Numbers are composed of smaller numbers. For example, 5 can be thought of as ‘2 and 3’ or ‘4 and 1’. Part-part-whole understanding—that is, recognising that a whole is made of smaller parts—is foundational to the manipulation of numbers.
Students need to appreciate that place value is based on a part-part-whole relationship. Any number can be represented as the sum of the place values of its digits.
The powerful mathematical idea that a number is the sum of its parts is applied when we use expanded notation to record a number. For example, the value of the number $48096$ is the sum of the place values of its digits: $48 096 = 4 \times 10000 + 8 \times 1000 + 9 \times 10 + 6 \times 1$.

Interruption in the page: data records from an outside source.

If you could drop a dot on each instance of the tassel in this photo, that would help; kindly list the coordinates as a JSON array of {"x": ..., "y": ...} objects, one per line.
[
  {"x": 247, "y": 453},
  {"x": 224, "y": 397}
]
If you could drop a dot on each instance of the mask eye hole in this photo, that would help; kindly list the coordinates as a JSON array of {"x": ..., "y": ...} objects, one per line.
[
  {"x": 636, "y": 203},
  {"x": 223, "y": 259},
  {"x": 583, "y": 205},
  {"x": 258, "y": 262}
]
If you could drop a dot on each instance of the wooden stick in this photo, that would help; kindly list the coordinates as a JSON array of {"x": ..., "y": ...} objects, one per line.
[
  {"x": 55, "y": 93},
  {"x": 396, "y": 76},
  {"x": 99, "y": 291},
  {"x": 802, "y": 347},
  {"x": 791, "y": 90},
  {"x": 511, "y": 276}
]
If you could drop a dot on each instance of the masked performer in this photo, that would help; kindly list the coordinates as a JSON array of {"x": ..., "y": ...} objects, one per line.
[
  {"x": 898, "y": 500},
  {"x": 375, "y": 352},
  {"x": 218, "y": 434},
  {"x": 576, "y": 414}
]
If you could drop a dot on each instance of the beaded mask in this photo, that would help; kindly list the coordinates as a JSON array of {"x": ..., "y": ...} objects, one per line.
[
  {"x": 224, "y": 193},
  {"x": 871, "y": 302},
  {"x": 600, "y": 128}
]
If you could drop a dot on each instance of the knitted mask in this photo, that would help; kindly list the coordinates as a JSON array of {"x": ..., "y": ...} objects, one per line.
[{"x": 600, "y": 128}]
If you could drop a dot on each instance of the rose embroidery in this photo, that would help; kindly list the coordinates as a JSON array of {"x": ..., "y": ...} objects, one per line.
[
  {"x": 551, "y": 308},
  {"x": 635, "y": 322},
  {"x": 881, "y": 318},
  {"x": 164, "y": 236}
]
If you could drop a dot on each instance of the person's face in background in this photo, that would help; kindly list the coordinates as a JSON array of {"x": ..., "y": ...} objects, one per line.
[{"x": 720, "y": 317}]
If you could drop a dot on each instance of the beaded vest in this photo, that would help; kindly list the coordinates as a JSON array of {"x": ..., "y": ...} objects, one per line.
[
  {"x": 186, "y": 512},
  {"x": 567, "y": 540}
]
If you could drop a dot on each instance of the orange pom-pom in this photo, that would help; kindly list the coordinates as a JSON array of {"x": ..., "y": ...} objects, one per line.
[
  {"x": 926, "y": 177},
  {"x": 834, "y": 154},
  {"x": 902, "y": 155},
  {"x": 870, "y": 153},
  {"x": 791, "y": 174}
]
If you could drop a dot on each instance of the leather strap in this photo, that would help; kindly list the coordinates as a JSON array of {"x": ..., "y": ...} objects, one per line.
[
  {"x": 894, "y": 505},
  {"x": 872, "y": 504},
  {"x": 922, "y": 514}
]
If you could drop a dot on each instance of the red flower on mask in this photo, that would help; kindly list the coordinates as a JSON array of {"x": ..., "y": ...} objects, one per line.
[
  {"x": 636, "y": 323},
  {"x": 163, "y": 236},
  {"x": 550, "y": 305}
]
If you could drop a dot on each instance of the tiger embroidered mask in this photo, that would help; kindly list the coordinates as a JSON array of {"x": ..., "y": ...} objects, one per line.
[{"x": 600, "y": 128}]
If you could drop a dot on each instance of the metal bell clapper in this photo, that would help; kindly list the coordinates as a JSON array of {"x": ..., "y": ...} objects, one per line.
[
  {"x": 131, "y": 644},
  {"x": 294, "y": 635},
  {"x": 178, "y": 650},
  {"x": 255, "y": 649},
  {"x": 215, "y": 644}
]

Recognising the place value parts of a number and decomposing a number into these parts is an essential skill for mental and formal calculation. Consider $24 + 15$ and $18 \times 5$ as two examples. Decomposing each number into their place value parts facilitates easy computation.

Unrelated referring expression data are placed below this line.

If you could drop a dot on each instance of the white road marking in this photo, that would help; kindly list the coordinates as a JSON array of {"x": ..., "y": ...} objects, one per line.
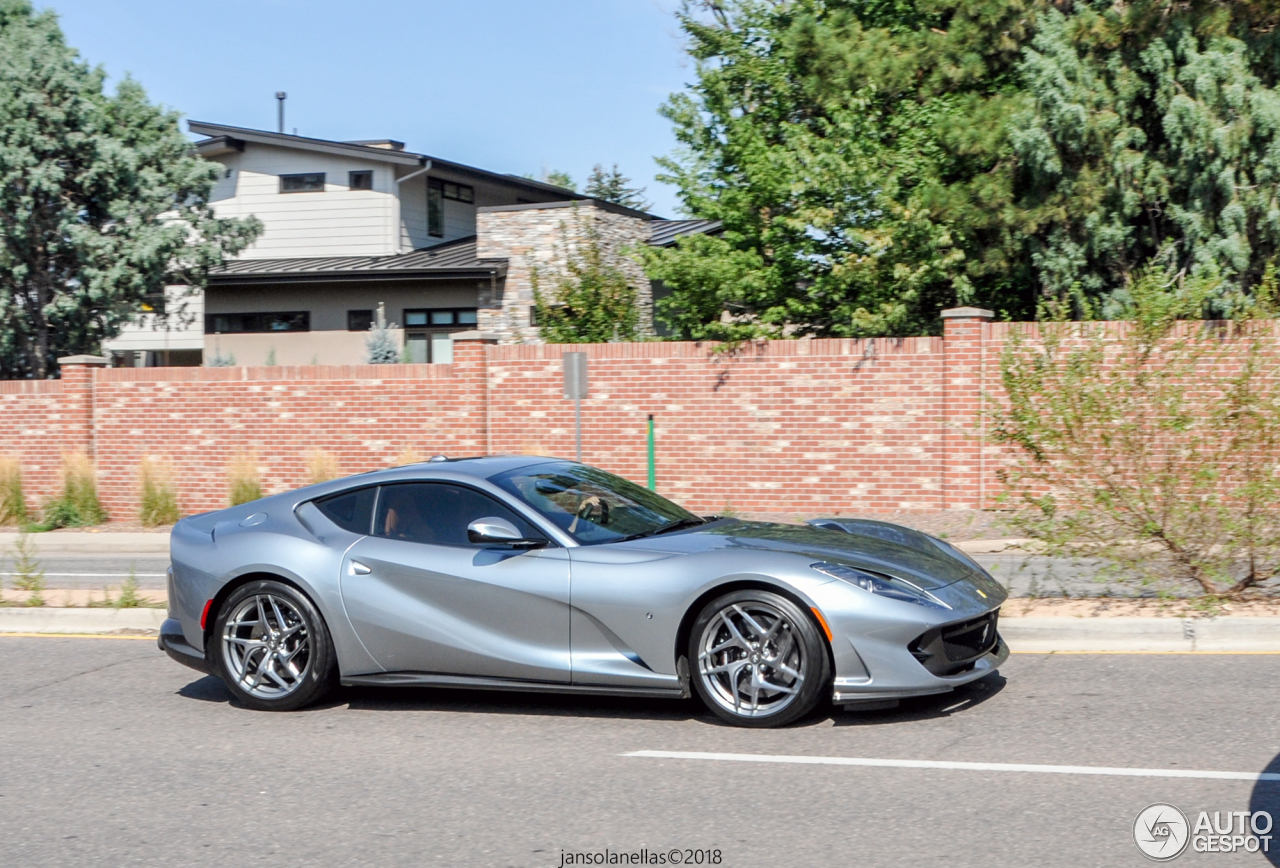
[
  {"x": 963, "y": 767},
  {"x": 105, "y": 575}
]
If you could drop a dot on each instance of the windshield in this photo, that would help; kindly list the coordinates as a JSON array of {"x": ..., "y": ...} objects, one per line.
[{"x": 590, "y": 505}]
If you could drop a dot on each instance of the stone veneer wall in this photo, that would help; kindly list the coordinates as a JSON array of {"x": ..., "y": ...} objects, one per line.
[{"x": 534, "y": 236}]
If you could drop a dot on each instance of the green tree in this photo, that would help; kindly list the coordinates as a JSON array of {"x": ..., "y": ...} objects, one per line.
[
  {"x": 612, "y": 186},
  {"x": 1151, "y": 127},
  {"x": 874, "y": 161},
  {"x": 558, "y": 178},
  {"x": 855, "y": 154},
  {"x": 588, "y": 298},
  {"x": 103, "y": 201}
]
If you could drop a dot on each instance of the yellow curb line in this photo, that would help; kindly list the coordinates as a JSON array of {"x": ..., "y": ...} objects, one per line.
[
  {"x": 72, "y": 635},
  {"x": 1101, "y": 652}
]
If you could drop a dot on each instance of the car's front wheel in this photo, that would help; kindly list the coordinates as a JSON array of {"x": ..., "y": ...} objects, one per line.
[
  {"x": 758, "y": 658},
  {"x": 273, "y": 648}
]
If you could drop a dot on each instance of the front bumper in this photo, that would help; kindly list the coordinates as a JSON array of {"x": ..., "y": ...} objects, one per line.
[
  {"x": 174, "y": 644},
  {"x": 886, "y": 649}
]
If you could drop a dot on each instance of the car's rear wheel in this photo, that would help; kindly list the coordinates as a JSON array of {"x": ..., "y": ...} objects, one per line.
[
  {"x": 273, "y": 648},
  {"x": 758, "y": 659}
]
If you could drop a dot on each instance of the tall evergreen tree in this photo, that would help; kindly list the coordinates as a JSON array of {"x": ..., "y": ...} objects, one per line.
[
  {"x": 874, "y": 161},
  {"x": 1151, "y": 128},
  {"x": 103, "y": 201}
]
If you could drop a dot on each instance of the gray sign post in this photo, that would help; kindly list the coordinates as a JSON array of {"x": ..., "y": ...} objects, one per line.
[{"x": 575, "y": 388}]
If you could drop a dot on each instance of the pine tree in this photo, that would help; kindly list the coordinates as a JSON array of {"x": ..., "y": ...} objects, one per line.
[
  {"x": 382, "y": 347},
  {"x": 589, "y": 298},
  {"x": 615, "y": 187},
  {"x": 103, "y": 201}
]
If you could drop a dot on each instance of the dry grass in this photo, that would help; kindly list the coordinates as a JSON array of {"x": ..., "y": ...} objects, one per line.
[
  {"x": 321, "y": 466},
  {"x": 159, "y": 497},
  {"x": 243, "y": 482},
  {"x": 78, "y": 505},
  {"x": 13, "y": 505}
]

$$24 + 15 = (20 + 4) + (10 + 5) = (20 + 10) + (4 + 5) = 30 + 9 = 39$$
$$18 \times 5 = (10 + 8) \times 5 = (10 \times 5) + (8 \times 5) = 50 + 40 = 90$$
Foundation
In Foundation students link numeral names to symbols and quantities and recognise the cardinality principle: the last number we say when counting is the number for the collection. The ability to conserve number (to know that a number remains the same even when its arrangement or appearance changes) is an essential foundation for working with place value and understanding that a number is the sum of its parts.
Year 1
In Year 1 students encounter the powerful idea that a number is the sum of its parts as they describe collections grouped as ‘tens and ones’.
The word ‘and’, when talking about a number like 31 represented as 3 tens and 1 one, makes the structure of 2-digit numbers salient. Students learn that the total represented by a 2-digit number is the sum of the place values of its digits. 31 is made of 3 tens and 1 one. It is $30 + 1$.

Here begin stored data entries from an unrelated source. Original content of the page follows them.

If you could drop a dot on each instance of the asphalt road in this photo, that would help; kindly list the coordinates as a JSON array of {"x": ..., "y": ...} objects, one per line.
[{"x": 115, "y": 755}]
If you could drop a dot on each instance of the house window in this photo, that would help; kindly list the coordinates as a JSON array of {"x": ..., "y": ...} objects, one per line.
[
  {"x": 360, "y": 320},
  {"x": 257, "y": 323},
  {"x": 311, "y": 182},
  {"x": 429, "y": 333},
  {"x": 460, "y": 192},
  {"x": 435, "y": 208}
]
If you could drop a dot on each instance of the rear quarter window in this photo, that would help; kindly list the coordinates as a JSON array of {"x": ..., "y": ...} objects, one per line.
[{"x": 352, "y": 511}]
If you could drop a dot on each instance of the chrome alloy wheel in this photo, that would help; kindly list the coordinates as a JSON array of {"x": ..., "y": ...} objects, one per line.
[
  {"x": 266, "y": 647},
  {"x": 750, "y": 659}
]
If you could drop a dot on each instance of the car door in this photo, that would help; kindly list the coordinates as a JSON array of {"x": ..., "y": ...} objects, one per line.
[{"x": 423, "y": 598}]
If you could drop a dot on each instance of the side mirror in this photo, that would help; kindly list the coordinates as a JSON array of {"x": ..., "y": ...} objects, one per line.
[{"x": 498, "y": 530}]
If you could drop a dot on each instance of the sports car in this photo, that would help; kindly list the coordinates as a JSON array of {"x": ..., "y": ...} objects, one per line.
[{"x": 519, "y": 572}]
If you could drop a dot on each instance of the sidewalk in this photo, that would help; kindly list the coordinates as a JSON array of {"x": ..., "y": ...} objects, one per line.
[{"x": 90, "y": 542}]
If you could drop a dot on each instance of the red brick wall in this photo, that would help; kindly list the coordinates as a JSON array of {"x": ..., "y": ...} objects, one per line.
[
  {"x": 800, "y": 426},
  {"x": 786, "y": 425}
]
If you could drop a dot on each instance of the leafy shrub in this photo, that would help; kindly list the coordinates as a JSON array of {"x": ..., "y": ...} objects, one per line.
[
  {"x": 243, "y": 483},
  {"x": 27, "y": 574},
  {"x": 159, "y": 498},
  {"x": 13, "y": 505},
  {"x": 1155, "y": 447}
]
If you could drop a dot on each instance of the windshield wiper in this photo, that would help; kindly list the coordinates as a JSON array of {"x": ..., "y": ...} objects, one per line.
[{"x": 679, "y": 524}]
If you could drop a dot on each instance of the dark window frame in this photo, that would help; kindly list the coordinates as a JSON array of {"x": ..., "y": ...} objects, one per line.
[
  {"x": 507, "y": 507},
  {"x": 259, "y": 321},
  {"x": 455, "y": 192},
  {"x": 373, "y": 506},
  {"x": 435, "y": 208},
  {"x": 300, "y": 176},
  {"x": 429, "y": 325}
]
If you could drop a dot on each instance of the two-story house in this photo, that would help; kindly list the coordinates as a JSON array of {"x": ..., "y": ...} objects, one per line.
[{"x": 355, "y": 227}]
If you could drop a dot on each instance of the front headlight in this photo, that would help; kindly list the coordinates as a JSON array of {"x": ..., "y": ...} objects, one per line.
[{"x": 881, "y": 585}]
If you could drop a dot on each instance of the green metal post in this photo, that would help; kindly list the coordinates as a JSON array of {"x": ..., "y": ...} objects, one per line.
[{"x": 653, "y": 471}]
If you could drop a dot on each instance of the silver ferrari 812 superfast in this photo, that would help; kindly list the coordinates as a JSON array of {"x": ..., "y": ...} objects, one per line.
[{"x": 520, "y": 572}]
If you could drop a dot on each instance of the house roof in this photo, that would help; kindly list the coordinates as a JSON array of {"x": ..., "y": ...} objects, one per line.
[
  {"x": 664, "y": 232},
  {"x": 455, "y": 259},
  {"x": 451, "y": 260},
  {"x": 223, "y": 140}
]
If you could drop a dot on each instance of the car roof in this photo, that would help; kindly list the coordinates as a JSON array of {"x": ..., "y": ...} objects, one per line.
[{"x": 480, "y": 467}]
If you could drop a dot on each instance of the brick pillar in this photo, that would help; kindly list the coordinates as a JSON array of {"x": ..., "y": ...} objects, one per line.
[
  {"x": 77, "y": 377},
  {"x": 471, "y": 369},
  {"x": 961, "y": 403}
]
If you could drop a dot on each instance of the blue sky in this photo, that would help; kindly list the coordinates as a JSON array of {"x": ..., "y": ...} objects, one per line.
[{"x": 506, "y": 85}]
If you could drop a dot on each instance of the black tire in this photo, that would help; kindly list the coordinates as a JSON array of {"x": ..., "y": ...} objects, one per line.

Students start to deepen their understanding of the idea that a number is the sum of its parts as they identify and record the equivalence between different representations of the same number when representing numbers flexibly. For example, $45 = 40 + 5$ and when we exchange tens for ones we can see that $40 + 5 = 30 + 15$.
Year 2
In Year 2 students extend the idea that a number is the sum of its parts as they work with numbers to 1 000. Students use expanded notation to rename and regroup numbers, and learn that these different representations are equivalent in value. For example, students recognise that 245 can be represented as 2 hundreds + 4 tens + 5 ones, and that it can also be represented as 24 tens and 5 ones or 23 tens and 15 ones.
Year 3
In Year 3 students continue to apply the powerful idea that a number is the sum of its parts, as they work with numbers with numbers with up to 6-digits. When viewing a number like 475 512, students recognise that the total value of the number is the sum of the place values of its digits, and can express 475 512 as $(4 \times 100 000) + (7 \times 10 000) + (5 \times 1000) + (5 \times 100) + (1 \times 10) + (2 \times 1)$.
Year 4
In Year 4 students apply the powerful idea that a number is the sum of its parts to understand the structure of decimals and partition them in standard and non-standard forms. Using the idea that the value represented by any numeral is the sum of the place values of its digits, students record decimals using expanded notation. For example, students recognise that $2.54 = 2 + 5/10 + 4/100$.
Year 5
In Year 5 students partition, represent, order and compare decimals with up to 3 decimal places. They record numbers with up to 3 decimal places using expanded notation. The powerful idea that a number is the sum of its parts provides the foundation for recognising equivalence between decimals and fractions. For example, students learn to recognise representations such as $5.048$ and $5 48/1000$ as synonymous.
Year 6
In Year 6 students apply the idea that a number is the sum of its parts to partition, interpret and position negative integers.
Year 7 and 8
In Year 7 students apply their understanding that a number is the sum of its parts to represent natural numbers in expanded notation, using place value and powers of 10. They explain connections between place value and expanded notation, for example $3750 = 3 \times 10^3 + 7 \times 10^2 + 5 \times 10^1$.
Year 9 and 10
In Year 9 students apply the properties of place value as they represent decimals in exponential form. For example, they represent $0.475 = 4/10 + 7/100 + 5/1000$ as $0.475 = 4 \times 10^{-1} + 7 \times 10^{-2} + 5 \times 10^{-3}$, or represent decimals such as $0.00023$ as $23 \times 10^{-5}$.